Qui non si avverte la solitudine dell’uomo isolato e senza comunità o in fuga da essa: “Stavamo parlando, era notte, faceva freddo. Dersu guardava il fuoco.
“Se tua vita cambia, se un giorno tua vita cambia, tua moglie muore, tuo figlio muore, tua casa brucia, non puoi cancellare quello che è successo. Se un giorno tuo fratello ruba tua moglie tu devi andare, solo, fino al giorno che non sarà momento di tornare. Un anno, due anni quaranta anni… tu non sai. Tuoi pensieri dovranno viaggiare.

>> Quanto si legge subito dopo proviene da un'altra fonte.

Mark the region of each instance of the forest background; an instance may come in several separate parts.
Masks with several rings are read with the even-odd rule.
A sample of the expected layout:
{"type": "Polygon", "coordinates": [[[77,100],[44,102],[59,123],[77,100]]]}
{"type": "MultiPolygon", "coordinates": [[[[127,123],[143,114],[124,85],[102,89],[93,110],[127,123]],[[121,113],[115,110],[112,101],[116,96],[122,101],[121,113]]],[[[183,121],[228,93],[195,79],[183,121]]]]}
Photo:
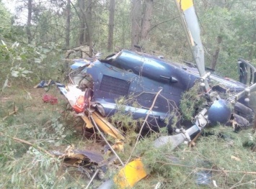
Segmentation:
{"type": "MultiPolygon", "coordinates": [[[[255,65],[256,63],[256,1],[194,0],[194,4],[201,28],[206,65],[222,76],[237,80],[239,57],[255,65]]],[[[5,136],[1,137],[0,140],[3,142],[0,146],[0,160],[3,162],[0,188],[84,186],[80,178],[73,173],[55,174],[60,173],[58,168],[60,162],[53,161],[35,147],[39,145],[51,149],[53,142],[53,146],[60,147],[77,142],[77,138],[79,139],[76,143],[77,147],[84,144],[79,137],[74,135],[74,129],[67,126],[68,123],[60,121],[58,113],[62,106],[49,108],[38,105],[38,99],[35,99],[33,95],[35,97],[40,95],[33,94],[29,89],[43,79],[61,81],[69,63],[66,62],[69,58],[66,56],[69,50],[85,45],[87,55],[93,56],[100,52],[105,57],[121,49],[134,49],[134,45],[137,45],[147,53],[163,55],[177,62],[193,62],[174,0],[0,0],[0,21],[1,117],[8,114],[12,106],[19,108],[19,114],[0,122],[0,133],[4,133],[5,136]],[[8,7],[13,4],[15,9],[12,7],[14,11],[11,11],[8,7]],[[35,108],[31,109],[31,106],[35,108]],[[45,129],[45,126],[48,126],[45,129]],[[37,144],[28,149],[26,145],[17,144],[10,136],[37,144]]],[[[78,52],[76,56],[79,55],[78,52]]],[[[251,135],[244,134],[244,139],[252,140],[251,135]]],[[[215,138],[211,139],[217,142],[215,138]]],[[[242,143],[237,144],[239,146],[242,143]]],[[[221,147],[226,144],[219,144],[221,147]]],[[[207,147],[203,148],[202,144],[198,149],[201,147],[206,151],[207,147]]],[[[216,153],[211,149],[211,152],[208,152],[208,156],[205,157],[208,160],[214,157],[215,160],[211,160],[216,165],[228,165],[222,160],[226,154],[219,148],[216,149],[216,153]]],[[[238,153],[244,155],[244,158],[252,157],[248,152],[237,147],[229,155],[237,156],[238,153]]],[[[182,158],[191,157],[189,155],[182,158]]],[[[254,164],[252,167],[243,163],[237,168],[237,162],[234,169],[255,168],[254,164]]],[[[232,166],[226,168],[231,169],[232,166]]],[[[191,187],[191,180],[188,180],[190,170],[168,167],[168,171],[162,170],[166,175],[160,174],[156,177],[157,182],[168,183],[167,176],[179,175],[177,180],[172,180],[175,188],[186,185],[191,187]]],[[[244,173],[234,175],[230,173],[224,176],[229,181],[224,179],[219,183],[224,187],[247,184],[250,188],[254,179],[244,173]]],[[[145,188],[144,186],[141,188],[145,188]]]]}

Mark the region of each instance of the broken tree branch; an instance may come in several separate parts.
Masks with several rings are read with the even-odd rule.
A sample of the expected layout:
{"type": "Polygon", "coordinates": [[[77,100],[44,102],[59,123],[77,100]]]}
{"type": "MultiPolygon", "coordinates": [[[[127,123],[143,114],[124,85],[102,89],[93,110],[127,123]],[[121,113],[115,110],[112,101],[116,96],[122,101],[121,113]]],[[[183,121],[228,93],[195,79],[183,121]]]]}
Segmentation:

Solo dopo tu poi tornare.”

E’ vivo il senso di un destino che guida e accomuna gli uomini, e non li lascia estranei ma li fa camminare insieme.

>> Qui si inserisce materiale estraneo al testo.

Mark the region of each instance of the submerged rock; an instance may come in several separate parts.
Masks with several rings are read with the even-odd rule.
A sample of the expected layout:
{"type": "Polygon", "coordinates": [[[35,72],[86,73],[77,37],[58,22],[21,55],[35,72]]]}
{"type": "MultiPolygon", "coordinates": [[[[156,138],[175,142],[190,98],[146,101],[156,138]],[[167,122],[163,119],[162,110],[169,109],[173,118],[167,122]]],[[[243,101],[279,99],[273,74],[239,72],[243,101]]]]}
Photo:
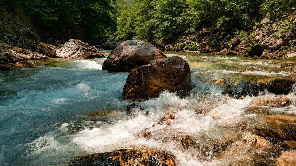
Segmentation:
{"type": "Polygon", "coordinates": [[[130,72],[153,60],[166,58],[160,50],[150,43],[136,40],[128,40],[112,50],[102,68],[109,72],[130,72]]]}
{"type": "Polygon", "coordinates": [[[292,80],[279,79],[267,82],[267,89],[270,93],[276,95],[287,95],[295,83],[292,80]]]}
{"type": "Polygon", "coordinates": [[[80,40],[70,39],[57,50],[56,57],[67,59],[91,59],[104,58],[97,50],[80,40]]]}
{"type": "Polygon", "coordinates": [[[112,50],[118,47],[120,44],[120,43],[116,42],[105,42],[102,43],[101,46],[104,50],[112,50]]]}
{"type": "Polygon", "coordinates": [[[55,56],[56,52],[58,49],[58,47],[54,46],[43,43],[37,46],[37,52],[51,58],[55,56]]]}
{"type": "Polygon", "coordinates": [[[229,94],[236,98],[247,95],[256,96],[260,91],[264,90],[265,86],[263,82],[243,81],[229,87],[223,93],[229,94]]]}
{"type": "Polygon", "coordinates": [[[122,149],[112,152],[96,153],[82,157],[71,162],[69,165],[175,166],[175,158],[170,152],[157,149],[122,149]]]}
{"type": "Polygon", "coordinates": [[[270,106],[273,107],[284,107],[292,103],[292,100],[287,97],[264,98],[252,100],[249,104],[259,106],[270,106]]]}
{"type": "Polygon", "coordinates": [[[190,71],[187,62],[175,56],[142,66],[128,75],[122,95],[129,98],[158,97],[162,91],[177,94],[190,87],[190,71]]]}
{"type": "Polygon", "coordinates": [[[281,144],[281,146],[286,149],[296,148],[296,141],[288,141],[281,144]]]}
{"type": "Polygon", "coordinates": [[[294,166],[296,165],[296,151],[284,152],[278,158],[276,166],[294,166]]]}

Dersù sorprende tutti non solo perché in questo territorio difficile e insidioso lui sa invece muoversi con intuito destrezza e viva ingegnosità, ma perché i suoi pensieri e le sue azioni (sempre sostenute da una logica inattaccabile), non chiedono mai più di quello che serve e nello stesso tempo risultano economicamente le più generose e godibili, anche se magari difficili e faticose. Per lui fuoco, acqua, vento, sole, luna... tutto è "uomo" e tutto è vivo, la foresta è popolatissima, l'universo pieno di segni e indicazioni da saper leggere e amministrare.

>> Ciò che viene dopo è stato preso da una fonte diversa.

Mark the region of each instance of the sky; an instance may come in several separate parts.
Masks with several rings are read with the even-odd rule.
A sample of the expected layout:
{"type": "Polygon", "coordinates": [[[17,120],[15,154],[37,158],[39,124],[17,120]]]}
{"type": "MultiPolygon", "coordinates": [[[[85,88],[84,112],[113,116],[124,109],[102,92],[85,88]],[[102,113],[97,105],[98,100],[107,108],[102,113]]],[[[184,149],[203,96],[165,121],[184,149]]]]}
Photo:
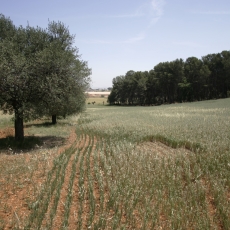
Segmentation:
{"type": "Polygon", "coordinates": [[[129,70],[230,50],[230,0],[0,0],[0,13],[17,26],[68,26],[93,89],[129,70]]]}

Conosce il dolore della perdita della famiglia ma il mondo da cui proviene è sovrabbondante di ricchezza e di pace. Dersù è lui stesso uno straniero inafferrabile in mezzo agli altri, ma non è padrone, in lui c’è posto anche per l’ ”altro” che non conosce e che non incontrerà mai, tutto è per l’uomo e l’uomo è per l’universo. Le dimensioni e il respiro si fanno immensi, al contrario di quanto accade nella metropoli, nella civiltà fatta di privazioni e di regole.

L’intero percorso del film dalla prima all’ultima scena è situato dentro l’abbraccio di un amicizia, quella tra il Capitan! della spedizione (il capitano Arseniev) e Dersù, uniti nella vita e nella morte in una salda fedeltà. Come se solo all’interno di questa amicizia, entrambi i mondi, quello civile metropolitano e quello della foresta, riescano a vivere procedere e splendere, e invece si spengano e sprofondino nella tristezza quando per esempio la foresta scompaia inghiottita dalla città o quando l’uomo che abita la foresta venga irrimediabilmente strappato ad essa, oppure al contrario quando i fantasmi della foresta prevalgano sulla ragione e sprofondino l’uomo.
Un’amicizia che mi è parsa come una grande promessa, come il canto degli uomini che hanno trovato il senso della fraternità e della comunità umana, dell’avventura e dell’iniziazione.